I have to agree with Pieter here. What you want to be thinking about is: What data should be where? And what shall happen with it when it is there?

I feel this is what you also want to do, but I think Pieter is right in pointing out that thinking about all possible data flow is a mistake, and protocols are a better vantage point. The problem, imho, is briefly: "data flow" encompasses all possible events in your system, protocols define only what events are legal in your system.

To use your analogy: The national highway system in Germany isn't greatly defined (with it's countless driveways, reststops, roadworks, etc.), and I don't suppose any one person in Germany knows *all* about it, let alone know how all vehicles behave at any one point in time on the highway system. However, the law on traffic in Germany (STVO) is still just 53 paragraphs long and only one of them (§18) is concerned specifically about highways. Still, our highway system works, everday, with all the countless vehicles driving there every day. I'd say the STVO scaled extremely well!

And here is the interesting part: In almost all cases accidents aren't faults of the driving rules, but of the drivers not upholding the rules. As a computer scientist, you could say that bad drivers are the bugs of the road system. And for the few cases where your protocol was faulty, you only have to change one or two sentences in your law/protocol (not all the drivers).

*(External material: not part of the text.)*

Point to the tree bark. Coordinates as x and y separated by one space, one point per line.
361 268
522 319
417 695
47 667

So I would also recommend to you to not think about all the moving parts in all their possible configurations (i.e. all the cars on the road), but to really boil it down to: What data should be where? And how should receivers of that data respond to it? That is, write a protocol.

Best,
alex.

P.S. This is also why I came to love finite state machines: as they translate your protocol-law perfectly into code.

Am 25.08.2016 um 21:36 schrieb Andrew Hume:
pieter,

        i can’t figure out what you’re saying here. based on my several years 
experience
with you, i have to conclude that i have somehow misspoken.

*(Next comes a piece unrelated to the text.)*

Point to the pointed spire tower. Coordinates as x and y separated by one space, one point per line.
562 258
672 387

        i have a distributed application. that is, there are a number of 
discrete components
that (for this discussion) are distinct processes running on some number of 
servers.
some are accessed thru RPC calls, others generate work that then processed by
some number of worker components.

        in order for this to work, i clearly need to figure out how data will 
flow
through this system. as i have understood the design methodology around zeromq,
this means figuring out the fixed points in the data flow and organising the
components around those fixed points. some of these allow for “scaling”
(as in increasing the size of a worker pool).

        so i don’t understand
1) how can this sort of design be a “mistake”? how can you do anything without
(trying to) understand where the data needs to go?

2) many protocols (which i guess you mean things defined by RFCs) don’t scale;
they simply detail teh bi-lateral contract between (roughly) user and supplier 
of a service
(like NTP). i know some address this directly (like the Gossip protocol), but 
surely you don’t mean just those?

        andrew


On Aug 24, 2016, at 11:06 AM, Pieter Hintjens <[email protected]> wrote:

FWIW I have come to believe that trying to design or even understand
the overall flows of data is a mistake, at least when you want to
scale.

What does scale is to speak of protocols and implementations. I know
this isn't a happy answer yet it's a proven one (RFCs, Internet).